Tuesday, October 09, 2007

the alphabet versus the goddess


i was in Borders yesterday, exploring the Psychology section, a section that i would frequently visit (and purchase feverishly from) at McKay's in Knoxville. i was interested to see what was considered "new release" in big shot bookstore psychology.

an interesting title caught my eye: The Alphabet versus the Goddess: The Conflict between Word and Image.

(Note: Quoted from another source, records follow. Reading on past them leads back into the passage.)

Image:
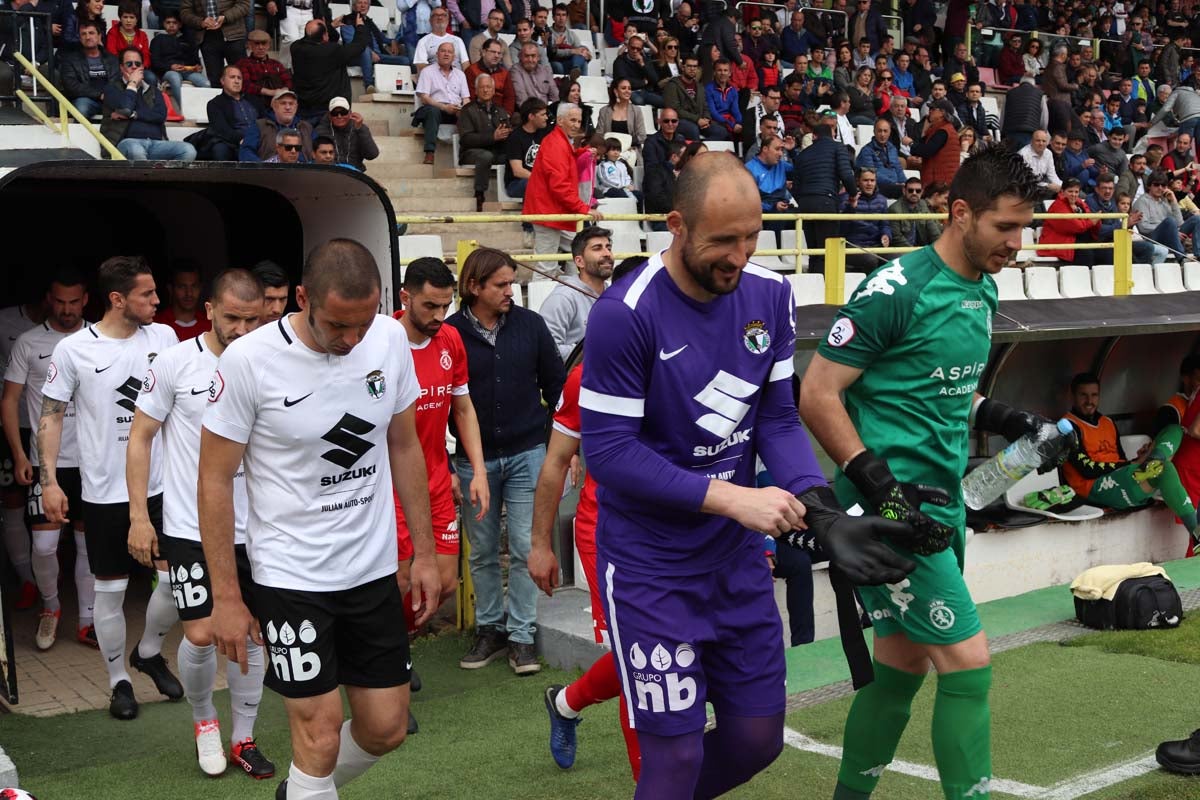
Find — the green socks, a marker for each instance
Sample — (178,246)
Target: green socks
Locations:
(876,720)
(963,733)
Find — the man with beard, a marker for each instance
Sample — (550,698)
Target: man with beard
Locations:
(690,382)
(900,440)
(568,306)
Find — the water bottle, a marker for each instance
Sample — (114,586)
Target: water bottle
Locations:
(991,479)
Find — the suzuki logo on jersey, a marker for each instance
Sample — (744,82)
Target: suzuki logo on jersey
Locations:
(347,434)
(187,594)
(658,690)
(723,395)
(292,663)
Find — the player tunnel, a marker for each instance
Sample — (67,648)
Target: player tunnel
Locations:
(81,212)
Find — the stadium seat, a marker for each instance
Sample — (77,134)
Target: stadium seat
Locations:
(1169,277)
(1042,283)
(1009,284)
(1075,281)
(808,288)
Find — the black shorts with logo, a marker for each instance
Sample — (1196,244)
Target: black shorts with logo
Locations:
(190,582)
(70,482)
(317,641)
(107,533)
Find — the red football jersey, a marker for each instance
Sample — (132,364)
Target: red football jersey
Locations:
(567,420)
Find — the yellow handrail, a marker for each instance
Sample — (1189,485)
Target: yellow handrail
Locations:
(69,107)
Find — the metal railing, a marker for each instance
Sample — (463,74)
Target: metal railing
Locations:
(834,250)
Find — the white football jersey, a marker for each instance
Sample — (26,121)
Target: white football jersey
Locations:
(28,364)
(13,322)
(315,426)
(175,391)
(103,377)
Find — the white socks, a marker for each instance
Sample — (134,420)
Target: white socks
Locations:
(45,560)
(352,759)
(16,541)
(111,627)
(197,672)
(245,692)
(85,582)
(161,615)
(306,787)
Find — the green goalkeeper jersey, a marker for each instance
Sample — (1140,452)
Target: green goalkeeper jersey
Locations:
(921,334)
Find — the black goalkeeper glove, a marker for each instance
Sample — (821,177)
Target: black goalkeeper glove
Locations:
(851,543)
(901,501)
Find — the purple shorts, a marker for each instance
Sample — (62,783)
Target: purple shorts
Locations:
(682,641)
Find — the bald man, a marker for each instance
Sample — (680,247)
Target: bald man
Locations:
(691,380)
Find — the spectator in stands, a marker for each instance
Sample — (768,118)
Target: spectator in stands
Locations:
(489,64)
(442,92)
(85,72)
(1068,232)
(1041,160)
(135,115)
(490,34)
(687,97)
(1127,483)
(231,116)
(939,151)
(555,185)
(219,31)
(825,166)
(185,313)
(916,233)
(533,78)
(881,156)
(568,306)
(1162,220)
(351,134)
(262,76)
(484,128)
(865,233)
(318,65)
(177,58)
(426,50)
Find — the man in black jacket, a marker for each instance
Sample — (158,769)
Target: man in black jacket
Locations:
(822,167)
(318,65)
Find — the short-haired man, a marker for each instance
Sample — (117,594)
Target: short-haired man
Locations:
(567,308)
(184,312)
(275,289)
(177,389)
(515,376)
(23,380)
(325,593)
(97,367)
(442,92)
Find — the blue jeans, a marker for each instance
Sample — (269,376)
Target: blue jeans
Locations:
(511,480)
(175,80)
(156,150)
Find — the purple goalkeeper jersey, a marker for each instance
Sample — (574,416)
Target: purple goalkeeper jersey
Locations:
(677,392)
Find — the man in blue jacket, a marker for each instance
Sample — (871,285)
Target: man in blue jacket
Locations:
(882,157)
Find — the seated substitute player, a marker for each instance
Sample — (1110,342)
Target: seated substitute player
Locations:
(101,368)
(907,350)
(690,380)
(174,395)
(65,301)
(1103,477)
(318,409)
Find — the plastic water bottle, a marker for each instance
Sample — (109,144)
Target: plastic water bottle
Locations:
(991,479)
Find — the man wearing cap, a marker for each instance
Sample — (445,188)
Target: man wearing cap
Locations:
(262,76)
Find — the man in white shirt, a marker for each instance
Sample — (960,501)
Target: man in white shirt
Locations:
(319,411)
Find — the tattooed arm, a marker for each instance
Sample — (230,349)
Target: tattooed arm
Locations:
(49,438)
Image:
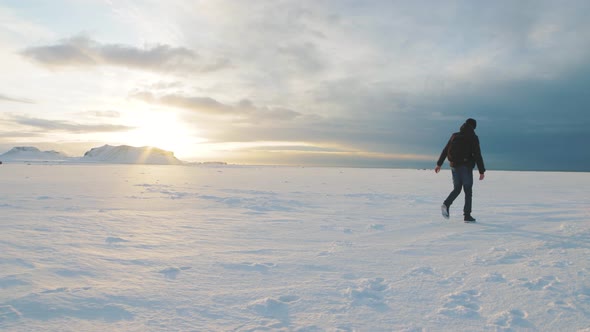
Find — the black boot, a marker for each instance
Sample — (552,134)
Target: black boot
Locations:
(468,218)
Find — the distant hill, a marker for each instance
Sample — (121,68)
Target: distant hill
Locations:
(29,153)
(125,154)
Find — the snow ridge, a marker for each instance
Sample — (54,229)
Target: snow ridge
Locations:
(125,154)
(29,153)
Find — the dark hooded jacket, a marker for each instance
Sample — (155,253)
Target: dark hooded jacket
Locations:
(474,155)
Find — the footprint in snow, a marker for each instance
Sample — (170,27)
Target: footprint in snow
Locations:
(461,305)
(510,320)
(369,292)
(172,272)
(543,283)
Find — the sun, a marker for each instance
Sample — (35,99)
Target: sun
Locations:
(162,130)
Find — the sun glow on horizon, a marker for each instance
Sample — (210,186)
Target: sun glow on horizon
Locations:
(162,130)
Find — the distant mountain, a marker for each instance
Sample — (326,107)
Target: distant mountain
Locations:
(29,153)
(125,154)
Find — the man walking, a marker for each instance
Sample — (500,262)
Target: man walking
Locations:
(464,153)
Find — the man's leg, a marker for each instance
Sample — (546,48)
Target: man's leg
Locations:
(467,176)
(457,185)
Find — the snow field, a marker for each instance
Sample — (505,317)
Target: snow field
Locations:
(178,248)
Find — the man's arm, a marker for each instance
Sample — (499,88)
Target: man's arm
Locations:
(443,156)
(478,158)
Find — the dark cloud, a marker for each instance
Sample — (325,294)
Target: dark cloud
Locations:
(244,110)
(83,51)
(56,125)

this book intrigued me. i started reading the cover flap and discovered that it was actually a guy's thesis on how written language has a "masculine" effect on culture because it uses the left hemisphere of the brain, which controls linear thought. if you consider visualization, vision, and seeing the "big picture" or an abstract thought process as right brained (or feminine), then his theory makes sense. he explores several different people groups and events in history and writes that society has moved from a feminine way of thinking (when groups of people prayed to the goddesses of the earth, and had no written language, their cultures based completely on character and told stories) to the movement of written laws and literature and therefore became more masculine. he then explains that society could possibly be moving back towards the feminine way of thinking with all the sci-fi and fantasy-like media, movies, music, etc. he thinks society could be meeting an equilibrium of both ways of thinking. he says that visual orientation is moving its way back into society, especially with the rise of power in women authority/political figures.

oh, hillary. you might have a chance.

many people have opinions about his book, mostly saying that one way of thinking is good and the other is bad.

what do you think?
is it good for society to have a linear, practical, masculine way of thinking.....or a visually-oriented, abstract, visionary feminine way of thinking?


what's sad is that he implies that no one is using their ENTIRE brain-only one half at a time.








this is totally a dr. ketchen conversation.